Quality Threshold (QT) clustering

From: https://sites.google.com/site/dataclusteringalgorithms/quality-threshold-clustering-algorithm-1

  1. Initialize the threshold distance allowed for clusters and the minimum cluster size.
  2. Build a candidate cluster for each data point by including the closest point, the next closest, and so on, until the distance of the cluster surpasses the threshold.
  3. Save the candidate cluster with the most points as the first true cluster, and remove all points in the cluster from further consideration.
  4. Repeat with the reduced set of points until no more cluster can be formed having the minimum cluster size.

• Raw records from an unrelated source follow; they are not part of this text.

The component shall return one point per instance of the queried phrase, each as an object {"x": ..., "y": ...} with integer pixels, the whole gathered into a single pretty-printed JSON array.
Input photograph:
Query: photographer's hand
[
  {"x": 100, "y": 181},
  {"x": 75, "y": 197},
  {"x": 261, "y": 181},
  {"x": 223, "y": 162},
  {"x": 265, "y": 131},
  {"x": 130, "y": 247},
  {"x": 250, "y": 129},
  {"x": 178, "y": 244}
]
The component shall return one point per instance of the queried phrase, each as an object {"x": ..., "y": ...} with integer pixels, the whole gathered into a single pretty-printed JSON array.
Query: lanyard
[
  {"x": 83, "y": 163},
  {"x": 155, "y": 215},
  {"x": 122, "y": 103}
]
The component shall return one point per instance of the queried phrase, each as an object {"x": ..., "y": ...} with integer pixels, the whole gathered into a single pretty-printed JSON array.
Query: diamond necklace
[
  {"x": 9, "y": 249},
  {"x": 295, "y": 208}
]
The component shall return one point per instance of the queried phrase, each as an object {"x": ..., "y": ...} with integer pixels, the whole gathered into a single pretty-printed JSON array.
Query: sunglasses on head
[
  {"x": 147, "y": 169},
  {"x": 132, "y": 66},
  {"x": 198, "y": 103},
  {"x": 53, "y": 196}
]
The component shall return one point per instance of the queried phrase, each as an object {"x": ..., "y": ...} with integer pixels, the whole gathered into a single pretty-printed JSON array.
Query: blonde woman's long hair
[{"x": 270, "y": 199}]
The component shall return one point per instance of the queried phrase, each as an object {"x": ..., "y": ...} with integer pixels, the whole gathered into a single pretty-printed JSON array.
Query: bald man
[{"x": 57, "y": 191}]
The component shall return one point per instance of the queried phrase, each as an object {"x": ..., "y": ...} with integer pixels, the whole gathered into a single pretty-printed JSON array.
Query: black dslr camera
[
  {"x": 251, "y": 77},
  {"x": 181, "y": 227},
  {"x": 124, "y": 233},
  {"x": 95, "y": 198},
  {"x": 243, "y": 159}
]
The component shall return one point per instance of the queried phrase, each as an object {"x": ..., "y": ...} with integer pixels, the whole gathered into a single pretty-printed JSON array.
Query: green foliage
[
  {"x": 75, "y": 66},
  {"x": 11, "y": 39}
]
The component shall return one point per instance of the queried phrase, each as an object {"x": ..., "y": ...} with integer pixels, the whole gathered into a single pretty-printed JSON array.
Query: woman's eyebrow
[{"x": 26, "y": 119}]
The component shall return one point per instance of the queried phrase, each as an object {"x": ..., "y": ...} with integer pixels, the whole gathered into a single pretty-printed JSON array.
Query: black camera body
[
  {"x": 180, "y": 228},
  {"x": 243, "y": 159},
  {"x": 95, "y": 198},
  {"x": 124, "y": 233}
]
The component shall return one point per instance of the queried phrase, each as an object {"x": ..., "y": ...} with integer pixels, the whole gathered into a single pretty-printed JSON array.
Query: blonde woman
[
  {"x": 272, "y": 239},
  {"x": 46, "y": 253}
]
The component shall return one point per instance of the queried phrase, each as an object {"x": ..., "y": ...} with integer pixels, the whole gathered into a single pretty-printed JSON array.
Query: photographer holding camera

NOTE: QT clustering is computationally intensive and time consuming - increasing the minimum cluster size or increasing the number of data points can greatly increase the computational time.

Worked example

We’ll start by trying to cluster a simple one-dimensional set of dates:

(require '[clustering.core.qt :as qt])
(require '[clj-time.core :refer [after? date-time interval in-days])
(require '[clj-time.format :refer [unparse formatters])

(def test-dataset
  (hash-set
    (date-time 2013 7 21)
    (date-time 2013 7 25)
    (date-time 2013 7 14)
    (date-time 2013 7 31)
    (date-time 2013 7 1)
    (date-time 2013 8 3)

    (date-time 2012 12 26)
    (date-time 2012 12 28)
    (date-time 2013 1 16)

    (date-time 2012 6 2)
    (date-time 2012 6 7)
    (date-time 2012 6 6)
    (date-time 2012 6 9)
    (date-time 2012 5 28)))

In order to use the QT clustering algorithm, we need to first define some measure of distance between data-points; this is quite easy for dates:

(defn distance [dt-a dt-b]
  (if (after? dt-a dt-b)
    (distance dt-b dt-a)
    (in-days (interval dt-a dt-b))))

(distance
  (date-time 2012 12 26)
  (date-time 2013 1 16))
; => 21

For convenience, let’s also define a date formatter:

(def fmt (partial unparse (formatters :date)))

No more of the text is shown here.